What if, instead of trying to turn back leaky boats full of desperate refugees, the Abbott Government could buy its way out of the asylum seeker issue?

What if, as has been suggested, there was a global market in refugee quotas, similar to an emissions trading scheme? What if it was possible for a country like Australia to pay another nation, say Papua New Guinea or Indonesia, to accept a certain proportion of its refugee allocation?

Some might say this is already happening, with Australia using its aid program and other incentives to help convince PNG to allow the Manus Island detention centre to be set up.

But that is an implicit arrangement, and what is envisaged by some is an overt, formalised international market in refugees.

Essentially, international obligations to care for those fleeing persecution and privation would be traded between countries, in much the same way as units of carbon pollution might be.

On the face of it, it could be a win-win transaction – the Australian Government unloads a responsibility it does not want, the PNG Government (for example) gets some hard currency, and the refugees land in a new country.

But, as Harvard University Professor of Government Michael Sandel points out in a thought-provoking piece in the latest Journal of Economic Perspectives from the American Economic Association, there is something inherently distasteful about such a transaction.

“It has something to do with the tendency of a market in refugees to change our view of who refugees are and how they should be treated,” he writes. “It encourages the participants—the buyers, the sellers, and also those whose asylum is being haggled over— to think of refugees as burdens to be unloaded or as revenue sources, rather than as human beings in peril.”

Sandel uses the example of such a scheme to make a broader point about the way many economists and much economic theory tend to view markets.

There is a tendency to treat markets as an impartial and inherently unbiased way of allocating resources, and view them as a handy way to deal with tricky political questions about who should get what.

But Sandel forensically picks apart this assumption, along the way challenging those who cling to the view that economics is essentially a “value-neutral science of social choice”.

As he says, “economists often assume that markets are inert, that they do not touch or taint the goods they regulate. But this is untrue. Markets leave their mark on social norms. Market incentives can even erode or crowd out nonmarket motivations”.

He uses as an example the decision by Israeli childcare centres to start imposing a fine on parents who picked up their children late, forcing teachers to work longer hours.

But once the fee was imposed, the number of parents arriving late for their child pick-up increased, because they treated the fine as a fee – one they were prepared to pay in order to have their child looked after for longer.

Another example of how a market pricing mechanism can debase or corrupt the intent of a policy was the decision of the Canadian Government to allow Inuit communities to sell permits to hunt walrus.

In 1928, the Canadians imposed a nationwide ban on the hunting of walrus, who were rapidly nearing extinction.

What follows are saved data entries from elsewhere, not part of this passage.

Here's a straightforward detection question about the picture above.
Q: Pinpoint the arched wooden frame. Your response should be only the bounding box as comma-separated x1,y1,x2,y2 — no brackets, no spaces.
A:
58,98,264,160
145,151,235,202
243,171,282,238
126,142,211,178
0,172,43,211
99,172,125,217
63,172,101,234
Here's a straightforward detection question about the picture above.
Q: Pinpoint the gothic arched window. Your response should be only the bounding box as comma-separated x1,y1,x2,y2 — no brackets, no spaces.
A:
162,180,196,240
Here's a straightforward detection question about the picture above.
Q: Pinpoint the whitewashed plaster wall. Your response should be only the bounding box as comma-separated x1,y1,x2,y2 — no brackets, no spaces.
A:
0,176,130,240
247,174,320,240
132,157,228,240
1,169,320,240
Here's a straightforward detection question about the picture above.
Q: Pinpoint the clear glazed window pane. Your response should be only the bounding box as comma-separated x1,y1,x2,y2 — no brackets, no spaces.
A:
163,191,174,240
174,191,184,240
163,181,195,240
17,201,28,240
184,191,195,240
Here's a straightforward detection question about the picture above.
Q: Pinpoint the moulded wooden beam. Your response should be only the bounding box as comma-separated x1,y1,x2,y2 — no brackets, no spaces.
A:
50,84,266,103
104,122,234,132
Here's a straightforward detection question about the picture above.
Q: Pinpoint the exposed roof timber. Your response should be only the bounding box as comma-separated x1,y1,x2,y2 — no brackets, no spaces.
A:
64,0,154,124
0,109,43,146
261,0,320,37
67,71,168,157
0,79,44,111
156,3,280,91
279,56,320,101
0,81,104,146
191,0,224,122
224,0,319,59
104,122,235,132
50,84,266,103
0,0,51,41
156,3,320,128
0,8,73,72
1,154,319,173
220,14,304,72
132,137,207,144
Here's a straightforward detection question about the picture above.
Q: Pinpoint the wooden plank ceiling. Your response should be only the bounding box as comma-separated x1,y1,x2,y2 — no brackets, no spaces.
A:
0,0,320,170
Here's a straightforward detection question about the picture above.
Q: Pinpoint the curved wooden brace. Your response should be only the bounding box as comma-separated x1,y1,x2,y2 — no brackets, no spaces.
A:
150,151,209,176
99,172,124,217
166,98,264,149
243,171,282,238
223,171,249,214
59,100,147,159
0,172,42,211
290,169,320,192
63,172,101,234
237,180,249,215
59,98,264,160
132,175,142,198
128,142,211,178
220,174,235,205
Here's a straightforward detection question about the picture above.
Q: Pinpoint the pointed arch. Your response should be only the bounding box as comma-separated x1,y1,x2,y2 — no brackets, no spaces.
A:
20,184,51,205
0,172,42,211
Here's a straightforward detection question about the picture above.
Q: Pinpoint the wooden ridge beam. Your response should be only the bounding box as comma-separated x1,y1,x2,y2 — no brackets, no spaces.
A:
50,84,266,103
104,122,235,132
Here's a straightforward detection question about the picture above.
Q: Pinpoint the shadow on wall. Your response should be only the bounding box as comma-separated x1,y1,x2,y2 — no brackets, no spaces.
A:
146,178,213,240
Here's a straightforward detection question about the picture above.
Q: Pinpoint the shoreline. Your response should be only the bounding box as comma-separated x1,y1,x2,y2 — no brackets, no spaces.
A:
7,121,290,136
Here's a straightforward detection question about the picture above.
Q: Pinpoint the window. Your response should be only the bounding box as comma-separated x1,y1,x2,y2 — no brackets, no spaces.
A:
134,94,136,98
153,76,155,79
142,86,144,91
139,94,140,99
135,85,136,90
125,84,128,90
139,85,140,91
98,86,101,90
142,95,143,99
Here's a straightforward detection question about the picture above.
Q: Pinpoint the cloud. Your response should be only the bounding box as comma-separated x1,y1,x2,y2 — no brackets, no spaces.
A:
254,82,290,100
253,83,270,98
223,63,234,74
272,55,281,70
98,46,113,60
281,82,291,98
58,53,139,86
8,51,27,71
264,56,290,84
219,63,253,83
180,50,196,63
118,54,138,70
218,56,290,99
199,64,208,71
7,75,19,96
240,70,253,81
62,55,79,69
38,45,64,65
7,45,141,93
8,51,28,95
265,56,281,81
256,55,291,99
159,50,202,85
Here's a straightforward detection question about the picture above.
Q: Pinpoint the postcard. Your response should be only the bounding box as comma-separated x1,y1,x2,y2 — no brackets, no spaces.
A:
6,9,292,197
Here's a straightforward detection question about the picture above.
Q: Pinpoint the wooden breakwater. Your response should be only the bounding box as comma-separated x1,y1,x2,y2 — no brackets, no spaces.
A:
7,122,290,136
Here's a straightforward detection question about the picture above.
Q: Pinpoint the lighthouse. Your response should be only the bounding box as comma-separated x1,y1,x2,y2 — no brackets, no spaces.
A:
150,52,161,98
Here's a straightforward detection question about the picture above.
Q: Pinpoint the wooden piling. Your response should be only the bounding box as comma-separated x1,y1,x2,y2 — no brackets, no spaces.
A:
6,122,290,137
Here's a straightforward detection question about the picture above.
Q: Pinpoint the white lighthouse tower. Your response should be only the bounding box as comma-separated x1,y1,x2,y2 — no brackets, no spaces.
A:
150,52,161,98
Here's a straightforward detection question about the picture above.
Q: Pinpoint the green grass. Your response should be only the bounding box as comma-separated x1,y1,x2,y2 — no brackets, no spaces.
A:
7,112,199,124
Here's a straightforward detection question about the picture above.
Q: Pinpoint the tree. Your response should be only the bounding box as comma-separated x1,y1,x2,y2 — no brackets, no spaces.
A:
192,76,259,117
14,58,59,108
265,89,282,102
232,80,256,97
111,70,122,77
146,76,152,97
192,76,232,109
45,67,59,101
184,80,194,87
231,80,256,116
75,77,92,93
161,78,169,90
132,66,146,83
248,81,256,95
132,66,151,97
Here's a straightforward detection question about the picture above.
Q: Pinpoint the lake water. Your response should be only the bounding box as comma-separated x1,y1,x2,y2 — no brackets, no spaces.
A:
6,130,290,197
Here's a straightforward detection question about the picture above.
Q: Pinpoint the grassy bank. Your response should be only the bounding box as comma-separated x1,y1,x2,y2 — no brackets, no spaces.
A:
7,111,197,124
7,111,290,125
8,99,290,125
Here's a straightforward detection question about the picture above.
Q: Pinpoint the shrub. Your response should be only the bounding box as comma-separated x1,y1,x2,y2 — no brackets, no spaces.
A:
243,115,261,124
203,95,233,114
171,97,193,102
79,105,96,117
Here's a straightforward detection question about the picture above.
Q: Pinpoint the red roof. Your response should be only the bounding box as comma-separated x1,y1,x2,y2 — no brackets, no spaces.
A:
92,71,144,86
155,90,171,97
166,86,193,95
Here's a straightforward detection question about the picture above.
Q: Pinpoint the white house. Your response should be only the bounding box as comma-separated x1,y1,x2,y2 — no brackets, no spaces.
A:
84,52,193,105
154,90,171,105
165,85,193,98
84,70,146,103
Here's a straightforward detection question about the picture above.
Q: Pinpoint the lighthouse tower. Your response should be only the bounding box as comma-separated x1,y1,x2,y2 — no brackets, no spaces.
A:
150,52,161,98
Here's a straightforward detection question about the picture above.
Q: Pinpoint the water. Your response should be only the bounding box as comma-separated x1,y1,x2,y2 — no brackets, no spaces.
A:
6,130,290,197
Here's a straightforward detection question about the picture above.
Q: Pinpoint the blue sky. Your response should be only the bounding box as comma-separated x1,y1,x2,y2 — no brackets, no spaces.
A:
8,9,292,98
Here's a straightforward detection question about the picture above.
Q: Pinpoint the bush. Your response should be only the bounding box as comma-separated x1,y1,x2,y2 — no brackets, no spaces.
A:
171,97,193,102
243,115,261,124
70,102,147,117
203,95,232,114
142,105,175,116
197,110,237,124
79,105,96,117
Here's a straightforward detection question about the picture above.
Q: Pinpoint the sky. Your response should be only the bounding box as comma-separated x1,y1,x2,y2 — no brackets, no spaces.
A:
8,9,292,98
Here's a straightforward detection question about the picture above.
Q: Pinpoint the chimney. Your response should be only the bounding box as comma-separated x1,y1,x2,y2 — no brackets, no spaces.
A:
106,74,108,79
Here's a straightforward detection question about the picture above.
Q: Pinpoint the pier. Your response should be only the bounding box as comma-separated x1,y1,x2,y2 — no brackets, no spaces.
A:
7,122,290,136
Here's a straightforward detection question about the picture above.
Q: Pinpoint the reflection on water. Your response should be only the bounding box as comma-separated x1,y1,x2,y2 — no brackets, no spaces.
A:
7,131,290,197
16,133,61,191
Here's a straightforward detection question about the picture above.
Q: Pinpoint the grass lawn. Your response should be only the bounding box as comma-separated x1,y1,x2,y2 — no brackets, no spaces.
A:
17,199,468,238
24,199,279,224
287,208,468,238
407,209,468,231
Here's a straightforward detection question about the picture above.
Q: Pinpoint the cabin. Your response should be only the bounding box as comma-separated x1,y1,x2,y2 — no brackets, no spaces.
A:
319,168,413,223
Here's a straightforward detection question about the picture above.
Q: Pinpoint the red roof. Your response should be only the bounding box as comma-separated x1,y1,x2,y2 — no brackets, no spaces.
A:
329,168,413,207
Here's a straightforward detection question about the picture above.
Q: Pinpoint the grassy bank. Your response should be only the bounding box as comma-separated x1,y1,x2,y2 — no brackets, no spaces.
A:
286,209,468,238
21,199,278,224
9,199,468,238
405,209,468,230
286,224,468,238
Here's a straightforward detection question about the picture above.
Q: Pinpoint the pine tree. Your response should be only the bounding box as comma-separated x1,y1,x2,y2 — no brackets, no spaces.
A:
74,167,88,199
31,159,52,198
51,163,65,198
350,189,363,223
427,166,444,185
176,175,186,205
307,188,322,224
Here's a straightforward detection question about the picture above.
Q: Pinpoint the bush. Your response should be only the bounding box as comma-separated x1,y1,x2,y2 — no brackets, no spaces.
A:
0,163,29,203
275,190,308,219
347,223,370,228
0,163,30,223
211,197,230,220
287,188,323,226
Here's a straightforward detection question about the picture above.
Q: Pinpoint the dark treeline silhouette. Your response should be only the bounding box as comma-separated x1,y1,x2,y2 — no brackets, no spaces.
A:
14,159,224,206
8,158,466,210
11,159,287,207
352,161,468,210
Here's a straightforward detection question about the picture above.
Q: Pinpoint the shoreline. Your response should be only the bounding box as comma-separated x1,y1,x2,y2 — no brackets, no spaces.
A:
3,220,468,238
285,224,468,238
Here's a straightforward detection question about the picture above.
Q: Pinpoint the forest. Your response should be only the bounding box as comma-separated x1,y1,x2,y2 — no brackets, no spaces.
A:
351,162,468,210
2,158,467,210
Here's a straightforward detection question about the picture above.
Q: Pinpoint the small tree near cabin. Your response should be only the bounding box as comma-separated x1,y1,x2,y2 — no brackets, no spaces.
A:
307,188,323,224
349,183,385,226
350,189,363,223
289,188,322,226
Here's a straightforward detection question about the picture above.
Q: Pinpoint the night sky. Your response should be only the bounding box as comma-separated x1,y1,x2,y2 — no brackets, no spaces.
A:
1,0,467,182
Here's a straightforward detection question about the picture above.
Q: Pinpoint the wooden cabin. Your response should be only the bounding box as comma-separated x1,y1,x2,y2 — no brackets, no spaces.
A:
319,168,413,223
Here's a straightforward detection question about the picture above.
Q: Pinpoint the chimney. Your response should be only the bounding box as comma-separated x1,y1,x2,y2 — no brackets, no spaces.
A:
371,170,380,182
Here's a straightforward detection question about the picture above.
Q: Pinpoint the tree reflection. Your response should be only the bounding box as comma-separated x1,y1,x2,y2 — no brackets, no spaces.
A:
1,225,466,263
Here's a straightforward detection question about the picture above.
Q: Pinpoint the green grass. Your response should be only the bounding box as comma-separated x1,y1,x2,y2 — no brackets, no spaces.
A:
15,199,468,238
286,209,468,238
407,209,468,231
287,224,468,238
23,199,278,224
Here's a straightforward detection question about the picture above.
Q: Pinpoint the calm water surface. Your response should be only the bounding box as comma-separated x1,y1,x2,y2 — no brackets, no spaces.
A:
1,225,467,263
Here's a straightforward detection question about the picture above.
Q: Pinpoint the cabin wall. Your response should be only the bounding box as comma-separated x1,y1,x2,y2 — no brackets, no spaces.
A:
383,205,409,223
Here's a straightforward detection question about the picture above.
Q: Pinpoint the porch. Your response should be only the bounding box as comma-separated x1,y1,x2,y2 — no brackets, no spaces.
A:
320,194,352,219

An exemption was made for the Inuit, who for thousands of years hunted walrus as part of their subsistence lifestyle.

Once they got the go ahead, the Inuit began selling walrus hunting permits for $6000 or more.

“For the Inuit to sell outsiders the right to kill their allotted walruses arguably corrupts the meaning and purpose of the exemption accorded their community in the first place,” Sandel says. “It is one thing is to hono[u]r the Inuit way of life and to respect its long-standing reliance on subsistence walrus hunting. It is quite another to convert that privilege into a cash concession in killing on the side.”

He admits the moral judgements underlying this statement are “contestable”, but returns to the point that a market itself involves value judgements.

Whether or not you agree with his conclusion, Sandel’s piece at least provides an opportunity for economists to reflect on what it is that they do, and how they think.